How many others this year not only had critical and commercial rebirth with their new material, but had their old material restored to glory at the same time? Now that’s a comeback.

My Top Blog Finds of 2007

coloured.jpg

Adding to the list-mania here, below are a few the best albums I discovered online this year.

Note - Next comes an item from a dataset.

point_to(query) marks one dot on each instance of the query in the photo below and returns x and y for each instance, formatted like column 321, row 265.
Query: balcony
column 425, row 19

1. Colored Balls, Heavy Metal Kid
Some friends introduced me to Queensland born pub-rock hero Lobby Loyde and his band the Coloured Balls during a recent extended road trip. I was able to locate a sorta pricey reissue of the band’s first record–Ball Power– at Ameoba Records. But nowhere in the next 20 or so cities that I was to visit could I find a copy of Heavy Metal Kid. Luckily a friend clued me in to a blog that had posted it in its entirety. Tight braids of ferocious boogie guitar and thick ropes of throbbing bass.

2. Francis Bebey, Akwaaba
I found this record posted on a music message board. Mainly composed of thumb piano, eerily distorted vocals, and light percussion, Akwaaba is minimal, repetitive, and surprisingly reminiscent of modern house music—in the best possible sense.

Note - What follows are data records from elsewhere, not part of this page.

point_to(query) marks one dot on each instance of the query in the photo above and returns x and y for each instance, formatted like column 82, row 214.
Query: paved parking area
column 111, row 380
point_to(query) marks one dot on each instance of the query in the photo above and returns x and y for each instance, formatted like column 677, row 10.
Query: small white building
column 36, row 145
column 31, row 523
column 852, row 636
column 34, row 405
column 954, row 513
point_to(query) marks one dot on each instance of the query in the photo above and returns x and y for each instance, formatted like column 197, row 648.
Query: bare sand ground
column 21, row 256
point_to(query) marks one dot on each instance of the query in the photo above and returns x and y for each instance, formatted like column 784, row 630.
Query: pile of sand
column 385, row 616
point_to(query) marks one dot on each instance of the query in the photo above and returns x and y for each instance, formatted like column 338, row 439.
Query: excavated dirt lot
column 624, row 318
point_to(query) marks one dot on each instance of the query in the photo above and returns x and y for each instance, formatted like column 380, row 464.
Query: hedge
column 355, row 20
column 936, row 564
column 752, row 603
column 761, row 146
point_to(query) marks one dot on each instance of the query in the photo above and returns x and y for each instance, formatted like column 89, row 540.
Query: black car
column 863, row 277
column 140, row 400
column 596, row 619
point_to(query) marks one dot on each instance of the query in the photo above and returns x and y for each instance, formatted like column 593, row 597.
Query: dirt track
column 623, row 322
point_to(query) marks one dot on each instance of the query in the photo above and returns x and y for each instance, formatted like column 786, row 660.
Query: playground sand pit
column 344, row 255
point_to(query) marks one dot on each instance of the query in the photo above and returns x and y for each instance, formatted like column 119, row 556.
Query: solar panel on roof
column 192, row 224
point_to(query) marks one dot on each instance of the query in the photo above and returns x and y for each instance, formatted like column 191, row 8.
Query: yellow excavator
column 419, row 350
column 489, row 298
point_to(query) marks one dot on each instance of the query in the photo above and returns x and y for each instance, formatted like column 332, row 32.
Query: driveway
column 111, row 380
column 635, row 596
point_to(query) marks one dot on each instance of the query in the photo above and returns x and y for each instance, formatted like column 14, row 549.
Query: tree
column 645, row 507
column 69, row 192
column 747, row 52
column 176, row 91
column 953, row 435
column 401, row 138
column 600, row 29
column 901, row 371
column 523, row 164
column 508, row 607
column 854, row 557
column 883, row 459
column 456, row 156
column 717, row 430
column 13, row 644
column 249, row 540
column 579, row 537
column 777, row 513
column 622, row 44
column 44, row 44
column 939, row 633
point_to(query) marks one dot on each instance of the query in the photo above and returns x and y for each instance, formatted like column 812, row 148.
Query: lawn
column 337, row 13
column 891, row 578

3. The Ex, Live in Ethiopia
I had read about the Ex’s Ethiopian tour with drummer Han Bennink but never thought I would get to hear anything from it. This is a great soundboard recording from one of their sets that I randomly stumbled into on a message board. All covers of Ethiopian songs, slightly more melodious than the band’s usual output but just as gnarly. Ethiopiques for post-punk people.

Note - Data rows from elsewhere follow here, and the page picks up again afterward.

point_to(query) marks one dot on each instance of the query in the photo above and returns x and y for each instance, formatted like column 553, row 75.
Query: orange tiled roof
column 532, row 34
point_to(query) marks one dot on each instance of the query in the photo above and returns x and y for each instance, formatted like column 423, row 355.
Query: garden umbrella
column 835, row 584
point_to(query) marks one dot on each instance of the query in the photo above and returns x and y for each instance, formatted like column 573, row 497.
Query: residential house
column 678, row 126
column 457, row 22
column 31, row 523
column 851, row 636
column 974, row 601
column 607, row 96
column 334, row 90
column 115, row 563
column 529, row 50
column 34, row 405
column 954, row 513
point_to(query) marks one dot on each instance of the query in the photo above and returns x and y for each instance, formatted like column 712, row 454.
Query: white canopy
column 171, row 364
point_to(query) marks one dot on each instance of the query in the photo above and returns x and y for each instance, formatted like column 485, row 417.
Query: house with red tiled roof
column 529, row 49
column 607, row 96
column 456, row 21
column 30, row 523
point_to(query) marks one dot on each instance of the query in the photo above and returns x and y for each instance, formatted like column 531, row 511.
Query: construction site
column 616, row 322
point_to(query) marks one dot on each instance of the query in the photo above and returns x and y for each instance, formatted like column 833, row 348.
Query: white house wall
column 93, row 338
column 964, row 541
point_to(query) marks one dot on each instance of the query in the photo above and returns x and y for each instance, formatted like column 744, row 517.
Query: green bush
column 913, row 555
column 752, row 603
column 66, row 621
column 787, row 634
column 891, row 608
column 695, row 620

4. Lifetones, For a Reason
The guitarist from This Heat’s solo dub record weds his previous band’s odd melodic and rhythmic sensibilities to lush delays and afro-pop guitar riffs. Never reissued and seemingly impossible to locate this was my nerd-rock holy grail. The songs “For a Reason” and “Good Side” are killer hip-hop samples waiting to happen.

5. Brian Jonestown Massacre, My Bloody Undergound
Jonestown’s sole permanent member and chief nutjob Anton Newcombe posted this “album preview” on the bands website and–surprise!—it’s actually pretty good. Long drones, evil distortion, and fucked up vocals that I can’t understand. If he had pressed this onto colored vinyl placed it in a spray-painted cardboard sleeve and put somebody else’s name on it hipsters might have bought this. After listening to this I walked over to my dresser to fish out my long-forsaken Jonestown T-shirt–wondering if I maybe didn’t hate them anymore. Well, at the very least I can say that I don’t hate this. Totally worth it, because it was free.

6. Kandja Kouyaté et l’Ensemble Instrumental du Mali
Pulled from the Awesome Tapes From Africa blog. Gorgeous, ethereal music from Mali that I know little if anything about.